A população do estudo apresentou média de idade de 39,4 anos e média de AUS de 5,3 mg/dL. Entre os 762 indivíduos identificados com perda muscular relativa (prevalência ponderada de 7,1%), a prevalência variou de 5,3% no quintil mais baixo de AUS a 10,5% no mais alto. No modelo totalmente ajustado, os participantes no quintil mais alto de AUS apresentaram uma OR de 1,78 (IC 95%: 1,24–2,56) em comparação ao quintil mais baixo. Duas definições alternativas de sarcopenia (critérios do EWGSOP ajustados por altura e critérios de MMA absoluta do FNIH) mostraram associações direcionais consistentes, corroborando a robustez dos achados.
A modelagem por RCS revelou uma relação dose-resposta não linear na população geral, mas relações lineares em homens, indivíduos com IMC <25 kg/m² e aqueles que superavam os níveis recomendados de atividade física — subgrupos nos quais associações mais fortes e efeitos de interação (p<0,05) também foram identificados. Esses padrões de subgrupo sugerem que indivíduos magros e altamente ativos podem ser particularmente vulneráveis ao catabolismo muscular induzido pelo AUS, possivelmente porque os mecanismos de estresse oxidativo predominam quando a capacidade metabólica de tamponamento protetora é menor.
Os autores propõem diversos mecanismos biológicos: níveis elevados de AUS podem promover o acúmulo de espécies reativas de oxigênio (EROs), comprometendo a função mitocondrial e acelerando a degradação de proteínas musculares. O AUS também pode desencadear a ativação do inflamassoma NLRP3, elevando IL-1β e IL-6, que suprimem a síntese de proteínas musculares. Além disso, a hiperuricemia está associada à resistência à insulina, o que reduz ainda mais a sinalização anabólica no músculo esquelético. Embora o AUS possua propriedades antioxidantes em concentrações fisiológicas, níveis cronicamente elevados parecem deslocar o equilíbrio em direção a estados pró-oxidantes e pró-inflamatórios que são prejudiciais à manutenção muscular.
Principais Descobertas
- Highest SUA quintile had 78% greater odds of relative muscle loss vs. lowest quintile (OR 1.78, 95% CI 1.24–2.56).

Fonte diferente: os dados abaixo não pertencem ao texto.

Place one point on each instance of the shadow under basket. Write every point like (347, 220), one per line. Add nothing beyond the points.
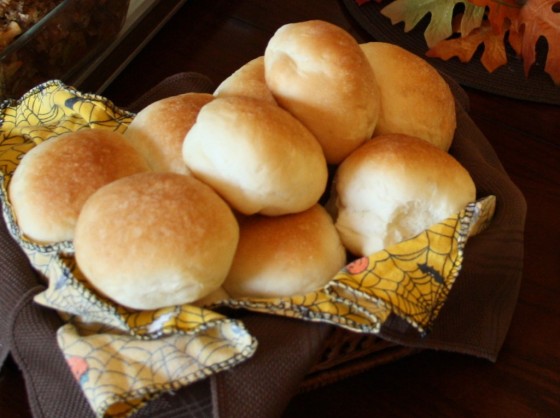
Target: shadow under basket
(347, 353)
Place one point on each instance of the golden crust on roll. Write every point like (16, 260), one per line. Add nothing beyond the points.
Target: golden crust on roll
(285, 255)
(415, 99)
(158, 130)
(257, 156)
(55, 178)
(318, 72)
(247, 81)
(394, 187)
(155, 239)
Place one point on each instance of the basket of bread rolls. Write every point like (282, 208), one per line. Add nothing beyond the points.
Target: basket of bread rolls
(315, 182)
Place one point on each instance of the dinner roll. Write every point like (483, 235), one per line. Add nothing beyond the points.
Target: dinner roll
(318, 72)
(257, 156)
(155, 239)
(158, 130)
(285, 255)
(415, 99)
(247, 81)
(394, 187)
(54, 179)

- Weighted prevalence of relative muscle loss was 10.5% in top SUA quintile vs. 5.3% in the bottom quintile.
- A nonlinear SUA–muscle loss relationship existed overall; linear dose-response seen in men and lean/active subgroups.
- Association was stronger in BMI <25 kg/m² and high-activity individuals (significant interaction, p<0.05).
- Results were consistent across three different sarcopenia definition criteria, strengthening robustness.
Metodologia
Análise transversal de 8.967 participantes do NHANES 2011–2018. A massa muscular foi avaliada por DEXA; a perda muscular relativa foi definida pelos critérios de ALM ajustados pelo IMC do FNIH. Regressão logística multivariada em três modelos com splines cúbicos restritos para visualização da relação dose-resposta; pesos amostrais aplicados para representatividade nacional.
Limitações do Estudo
O desenho transversal impede inferências causais sobre se o SUA elevado causa perda muscular. Dados de força de preensão manual e velocidade de marcha não estavam disponíveis para todo o período do estudo, limitando a definição de sarcopenia à massa muscular isoladamente. Os modelos RCS foram executados sem ponderação amostral devido a restrições de software, o que pode afetar a precisão das estimativas de dose-resposta.